# The Data Wars: Code Clash in the Galactic Empire

### Act 3 - The Death Star Revisited
![image.png](attachment:image.png)

### Reviewing of the two sides in the data wars

According to the Data Wars conspect, we have:

#### Luke CodeWalker (Data scientist):
A daring Data Scientist committed to the Rebel Alliance, eager to explore, analyze, and understand the data to find strategic insights.

#### Darth Validator (Data owner): 
A vigilant Data Owner from the Galactic Empire, responsible for reviewing and approving code requests, ensuring no sensitive data leaks from the Empire's vaults.


## The Setup Phase

For a data war to happen... there must be data!

And even more than that: the data must be guarded properly behind the walls of the Darth Validator to minimise any privacy or data leaks and retain ownership of the data, but also accesible to Luke CodeWalker for him to fulfill his purpose of learning relevant information from the datasets, without having direct access to it.

Thus, let's see how the Galactic Empire has decided this should happen.

### Real data and mock data

How it works is that there will be two datasets:
- the real dataset, containing the true unaltered information
- a mock dataset, containing fake data generated to be of the same type to the real one

### High-side domain and low-side domain

The real dataset will be kept private in what is called **the high side domain**. Only the data manager have direct access to it, and not data scientists.

The mock dataset will be stored into the **low side domain** and you will have direct access to it via code request.

![image.png](attachment:image.png)

### Workflow altogether

Let's assume you are Luke CodeWalker and you would like to investigate the data hosted by Darth Validator.

**Prepare the query** (purple arrows)\
Luke knows what he would like to learn from Darth Validator's data, so he can prepare a code request, but will only be able to run it against the mock dataset on the low-side domain. The dataset will look and feel like the real one, but it won't contain the true data, thus useful for testing.

**Submit the code request** (orange arrows)\
Luke can submit the code query for approval from Darth Validator. The code is sent via PySyft API directly to the him, the data manager, who will check the code, make sure it is safe to be run on the private, highly secured data, and if so, Darth Validator will execute the code on the private data, and generate the answer.

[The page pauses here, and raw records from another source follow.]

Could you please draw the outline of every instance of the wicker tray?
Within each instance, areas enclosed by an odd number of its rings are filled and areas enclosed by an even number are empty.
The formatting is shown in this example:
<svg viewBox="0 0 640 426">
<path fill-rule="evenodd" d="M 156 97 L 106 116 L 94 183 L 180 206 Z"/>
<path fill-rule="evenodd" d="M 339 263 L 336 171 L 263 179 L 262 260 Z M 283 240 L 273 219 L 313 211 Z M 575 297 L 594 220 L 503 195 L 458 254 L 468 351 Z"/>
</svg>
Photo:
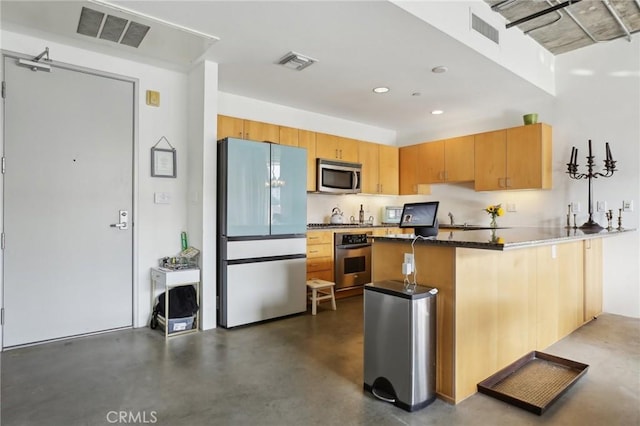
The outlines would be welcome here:
<svg viewBox="0 0 640 426">
<path fill-rule="evenodd" d="M 589 366 L 538 351 L 478 383 L 478 391 L 541 415 Z"/>
</svg>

**Get the answer** (orange arrows)\
After Darth Validator runs the code, he will also inspect the answer to make sure privacy is preserved before sharing it with his biggest enemy, Luke CodeWalker. If it is fine, Darth will send the unaltered answer which the function returned on the private, real data this time.


The setup will therefore consist of:
- prepare the low-side server
- generate and upload the data to the servers (real & mock)
- give access to the data scientist to the low-side
- check that we are ready

All you need to do is run through the following code cells without any change and checking that it worked, as the whole Galactic Empire (and the following steps) depend on it.

#### Please make sure you are running Python 3.9+. Galactic Empire does not accept less.

In [None]:
!pip install -U syft --pre

In [3]:
# Imports

import syft as sy
from syft import autocache
import pandas as pd
import numpy as np

In [4]:
# Step 1. Launching the low-side

low_side_server = sy.orchestra.launch(name="galactic_empire", dev_mode=True, reset=True)

SQLite Store Path:
!open file:///tmp/d53bb40d0ba04b09a07035d5ab677a61.sqlite



In [5]:
# Step 2. Get a client to access the Galactic Empire Domain as a data manager 

low_side_client_darth_validator = low_side_server.login(email="info@openmined.org", password="changethis")
low_side_client_darth_validator



<SyftClient - galactic_empire <d53bb40d0ba04b09a07035d5ab677a61>: PythonConnection>

In [6]:
# Step 3. Dataset loading

# As we do not have such a dataset, we generate it from scratch.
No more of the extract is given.